I ricorrenti hanno sostenuto che violava la libertà personale dei consumatori. «FAREMO APPELLO»  La battaglia della città di New York contro le maxi bibite zuccherate non si ferma. Verrà infatti presentato un appello contro la sentenza della Corte suprema dello Stato.

«Questa misura è parte degli sforzi fatti su molti fronti dalla città per combattere la crescente obesità epidemica, che toglie la vita a più di 5mila newyorkesi ogni anno – ha spiegato Michael A. Cardozo, portavoce della città.

– Crediamo che la Commissione salute abbia l’autorità legale, oltre che la responsabilità, di affrontare le cause principali».

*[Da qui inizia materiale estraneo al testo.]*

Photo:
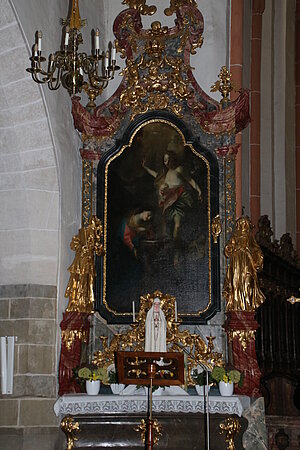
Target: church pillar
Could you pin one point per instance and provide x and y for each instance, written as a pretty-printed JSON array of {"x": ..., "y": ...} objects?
[
  {"x": 240, "y": 327},
  {"x": 258, "y": 7},
  {"x": 297, "y": 128},
  {"x": 236, "y": 68}
]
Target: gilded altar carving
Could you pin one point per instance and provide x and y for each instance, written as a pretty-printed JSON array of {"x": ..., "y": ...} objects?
[
  {"x": 157, "y": 430},
  {"x": 80, "y": 288},
  {"x": 244, "y": 337},
  {"x": 224, "y": 85},
  {"x": 152, "y": 75},
  {"x": 134, "y": 339},
  {"x": 69, "y": 427},
  {"x": 141, "y": 6},
  {"x": 230, "y": 427},
  {"x": 68, "y": 337},
  {"x": 241, "y": 289}
]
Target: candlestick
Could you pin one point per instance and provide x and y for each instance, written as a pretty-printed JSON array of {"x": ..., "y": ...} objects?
[
  {"x": 40, "y": 41},
  {"x": 3, "y": 365},
  {"x": 67, "y": 36},
  {"x": 114, "y": 50},
  {"x": 10, "y": 363},
  {"x": 97, "y": 39},
  {"x": 106, "y": 60}
]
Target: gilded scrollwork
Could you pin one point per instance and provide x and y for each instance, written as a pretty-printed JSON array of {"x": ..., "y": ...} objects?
[
  {"x": 244, "y": 336},
  {"x": 68, "y": 337},
  {"x": 230, "y": 428},
  {"x": 80, "y": 288},
  {"x": 134, "y": 338},
  {"x": 141, "y": 6},
  {"x": 156, "y": 427},
  {"x": 69, "y": 427},
  {"x": 224, "y": 85}
]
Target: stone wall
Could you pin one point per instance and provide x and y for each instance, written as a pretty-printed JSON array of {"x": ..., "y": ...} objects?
[{"x": 29, "y": 312}]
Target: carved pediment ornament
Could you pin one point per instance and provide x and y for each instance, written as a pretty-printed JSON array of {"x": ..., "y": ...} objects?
[
  {"x": 134, "y": 339},
  {"x": 158, "y": 76}
]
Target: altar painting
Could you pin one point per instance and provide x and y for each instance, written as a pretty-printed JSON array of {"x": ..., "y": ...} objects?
[{"x": 157, "y": 217}]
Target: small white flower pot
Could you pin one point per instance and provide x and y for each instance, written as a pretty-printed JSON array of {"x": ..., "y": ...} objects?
[
  {"x": 116, "y": 388},
  {"x": 92, "y": 387},
  {"x": 201, "y": 389},
  {"x": 226, "y": 389}
]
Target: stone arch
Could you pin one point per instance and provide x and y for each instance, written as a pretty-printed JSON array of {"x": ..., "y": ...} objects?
[{"x": 29, "y": 189}]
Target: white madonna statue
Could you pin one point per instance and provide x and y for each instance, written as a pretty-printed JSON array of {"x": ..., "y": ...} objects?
[{"x": 155, "y": 329}]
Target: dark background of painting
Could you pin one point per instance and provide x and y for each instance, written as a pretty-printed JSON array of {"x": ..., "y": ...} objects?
[{"x": 131, "y": 190}]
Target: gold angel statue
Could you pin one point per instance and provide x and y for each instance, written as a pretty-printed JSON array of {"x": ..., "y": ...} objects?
[
  {"x": 241, "y": 289},
  {"x": 80, "y": 289}
]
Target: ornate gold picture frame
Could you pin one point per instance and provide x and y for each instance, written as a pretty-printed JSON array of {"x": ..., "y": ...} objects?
[{"x": 157, "y": 195}]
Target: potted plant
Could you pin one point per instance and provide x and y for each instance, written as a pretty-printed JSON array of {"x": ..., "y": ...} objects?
[
  {"x": 116, "y": 387},
  {"x": 199, "y": 377},
  {"x": 92, "y": 375},
  {"x": 227, "y": 378}
]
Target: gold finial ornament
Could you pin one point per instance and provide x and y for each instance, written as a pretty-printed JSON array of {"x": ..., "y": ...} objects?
[
  {"x": 241, "y": 289},
  {"x": 74, "y": 21},
  {"x": 69, "y": 427},
  {"x": 80, "y": 288},
  {"x": 224, "y": 84},
  {"x": 216, "y": 228},
  {"x": 230, "y": 427}
]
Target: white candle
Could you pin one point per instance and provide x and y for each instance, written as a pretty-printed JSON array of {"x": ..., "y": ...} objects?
[
  {"x": 114, "y": 50},
  {"x": 106, "y": 59},
  {"x": 10, "y": 363},
  {"x": 40, "y": 41},
  {"x": 97, "y": 39},
  {"x": 67, "y": 36},
  {"x": 3, "y": 365}
]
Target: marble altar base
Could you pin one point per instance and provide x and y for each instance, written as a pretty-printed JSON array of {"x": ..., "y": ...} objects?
[{"x": 109, "y": 421}]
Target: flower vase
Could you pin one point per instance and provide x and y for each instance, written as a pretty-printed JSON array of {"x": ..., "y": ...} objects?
[
  {"x": 116, "y": 388},
  {"x": 92, "y": 387},
  {"x": 201, "y": 389},
  {"x": 226, "y": 389}
]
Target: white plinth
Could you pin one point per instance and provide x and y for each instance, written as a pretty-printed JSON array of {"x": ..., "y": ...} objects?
[{"x": 83, "y": 404}]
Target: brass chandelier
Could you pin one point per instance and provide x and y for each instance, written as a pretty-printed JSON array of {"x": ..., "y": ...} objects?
[{"x": 74, "y": 71}]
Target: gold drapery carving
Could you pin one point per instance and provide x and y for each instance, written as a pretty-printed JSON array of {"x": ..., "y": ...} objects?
[
  {"x": 80, "y": 288},
  {"x": 241, "y": 288}
]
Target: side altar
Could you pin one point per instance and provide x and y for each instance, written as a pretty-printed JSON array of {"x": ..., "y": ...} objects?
[{"x": 158, "y": 207}]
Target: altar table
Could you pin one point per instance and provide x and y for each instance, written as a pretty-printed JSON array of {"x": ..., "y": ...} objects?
[{"x": 109, "y": 421}]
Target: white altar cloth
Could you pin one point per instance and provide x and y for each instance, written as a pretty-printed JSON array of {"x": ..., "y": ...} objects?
[{"x": 86, "y": 404}]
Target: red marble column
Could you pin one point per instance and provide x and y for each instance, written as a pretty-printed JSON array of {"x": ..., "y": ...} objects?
[
  {"x": 236, "y": 69},
  {"x": 297, "y": 127},
  {"x": 258, "y": 7},
  {"x": 78, "y": 323},
  {"x": 240, "y": 327}
]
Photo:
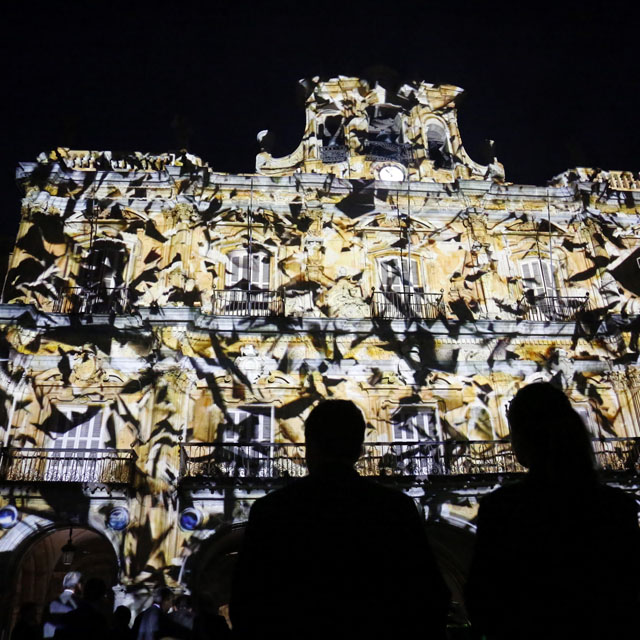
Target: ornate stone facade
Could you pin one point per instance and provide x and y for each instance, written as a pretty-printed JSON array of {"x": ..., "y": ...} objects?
[{"x": 187, "y": 320}]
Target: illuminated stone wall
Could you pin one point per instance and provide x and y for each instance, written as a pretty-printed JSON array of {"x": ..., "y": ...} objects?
[{"x": 446, "y": 290}]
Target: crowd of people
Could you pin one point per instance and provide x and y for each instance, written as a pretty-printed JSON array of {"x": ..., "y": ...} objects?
[
  {"x": 82, "y": 612},
  {"x": 337, "y": 555}
]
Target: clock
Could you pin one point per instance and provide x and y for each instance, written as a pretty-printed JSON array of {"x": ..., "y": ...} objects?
[{"x": 390, "y": 173}]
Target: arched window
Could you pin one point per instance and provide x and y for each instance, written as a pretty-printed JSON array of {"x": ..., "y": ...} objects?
[{"x": 398, "y": 274}]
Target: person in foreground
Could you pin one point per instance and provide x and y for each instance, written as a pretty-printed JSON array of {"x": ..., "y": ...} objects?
[
  {"x": 334, "y": 554},
  {"x": 557, "y": 554}
]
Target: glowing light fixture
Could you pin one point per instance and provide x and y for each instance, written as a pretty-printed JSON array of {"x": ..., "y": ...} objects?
[{"x": 68, "y": 551}]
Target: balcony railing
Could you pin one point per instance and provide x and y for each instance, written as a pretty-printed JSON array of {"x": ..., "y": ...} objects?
[
  {"x": 240, "y": 302},
  {"x": 558, "y": 308},
  {"x": 99, "y": 466},
  {"x": 224, "y": 461},
  {"x": 98, "y": 300},
  {"x": 406, "y": 304}
]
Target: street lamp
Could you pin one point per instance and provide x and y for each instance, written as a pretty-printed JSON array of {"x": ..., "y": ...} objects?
[{"x": 68, "y": 551}]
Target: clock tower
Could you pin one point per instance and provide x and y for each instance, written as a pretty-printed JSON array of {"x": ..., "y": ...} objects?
[{"x": 357, "y": 131}]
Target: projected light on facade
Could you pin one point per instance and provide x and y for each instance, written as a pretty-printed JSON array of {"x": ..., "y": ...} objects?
[{"x": 168, "y": 327}]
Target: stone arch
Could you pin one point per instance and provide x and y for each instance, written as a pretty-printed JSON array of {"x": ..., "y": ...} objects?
[{"x": 33, "y": 565}]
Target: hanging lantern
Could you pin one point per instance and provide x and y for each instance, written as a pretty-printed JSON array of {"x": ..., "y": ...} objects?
[{"x": 68, "y": 551}]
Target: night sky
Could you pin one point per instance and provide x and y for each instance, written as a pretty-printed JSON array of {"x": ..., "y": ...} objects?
[{"x": 554, "y": 87}]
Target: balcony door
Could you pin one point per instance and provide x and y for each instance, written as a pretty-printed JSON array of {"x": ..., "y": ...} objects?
[
  {"x": 252, "y": 428},
  {"x": 401, "y": 295},
  {"x": 76, "y": 434},
  {"x": 538, "y": 277},
  {"x": 247, "y": 280},
  {"x": 101, "y": 285},
  {"x": 248, "y": 272},
  {"x": 415, "y": 432}
]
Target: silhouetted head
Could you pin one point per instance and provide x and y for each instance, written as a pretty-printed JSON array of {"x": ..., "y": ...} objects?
[
  {"x": 548, "y": 435},
  {"x": 72, "y": 580},
  {"x": 334, "y": 433},
  {"x": 163, "y": 596},
  {"x": 183, "y": 603},
  {"x": 122, "y": 616}
]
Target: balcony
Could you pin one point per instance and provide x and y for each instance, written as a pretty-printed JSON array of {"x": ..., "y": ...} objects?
[
  {"x": 554, "y": 308},
  {"x": 390, "y": 305},
  {"x": 94, "y": 466},
  {"x": 241, "y": 302},
  {"x": 98, "y": 300},
  {"x": 269, "y": 461}
]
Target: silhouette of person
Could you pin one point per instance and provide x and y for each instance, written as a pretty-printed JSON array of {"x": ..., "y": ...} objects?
[
  {"x": 557, "y": 554},
  {"x": 154, "y": 623},
  {"x": 120, "y": 624},
  {"x": 334, "y": 554},
  {"x": 67, "y": 601},
  {"x": 27, "y": 626},
  {"x": 87, "y": 620}
]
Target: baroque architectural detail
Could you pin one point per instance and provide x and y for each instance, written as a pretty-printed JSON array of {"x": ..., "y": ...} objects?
[{"x": 201, "y": 315}]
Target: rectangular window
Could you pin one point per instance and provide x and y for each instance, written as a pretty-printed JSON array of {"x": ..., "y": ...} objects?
[
  {"x": 87, "y": 434},
  {"x": 251, "y": 428},
  {"x": 538, "y": 276},
  {"x": 415, "y": 423},
  {"x": 398, "y": 275},
  {"x": 78, "y": 433},
  {"x": 249, "y": 424},
  {"x": 242, "y": 271}
]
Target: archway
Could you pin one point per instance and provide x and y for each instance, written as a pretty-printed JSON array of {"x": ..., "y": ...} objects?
[
  {"x": 209, "y": 571},
  {"x": 40, "y": 568}
]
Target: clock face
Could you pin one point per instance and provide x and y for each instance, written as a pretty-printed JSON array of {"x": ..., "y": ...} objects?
[{"x": 391, "y": 173}]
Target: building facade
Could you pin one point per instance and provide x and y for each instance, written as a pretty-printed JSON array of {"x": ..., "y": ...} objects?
[{"x": 167, "y": 327}]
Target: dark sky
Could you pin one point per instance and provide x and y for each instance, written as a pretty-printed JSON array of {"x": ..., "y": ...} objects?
[{"x": 554, "y": 87}]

STARBUCKS CONTRO IL SINDACO

 Tra i più noti oppositori della misura anti-obesità c’è il gigante americano del caffè, Starbucks, che aveva già deciso di non adeguarsi al decreto e di continuare a vendere i suoi mega drink a base di latte.

«Da ciò che abbiamo capito – ha detto Linda Mills, portavoce di Starbucks – ogni bevanda composta per oltre il 50% da latte è esente dal divieto. Visto che molte delle nostre bibite sono fatte di latte, oppure personalizzate dal cliente, molte di esse sono dunque escluse».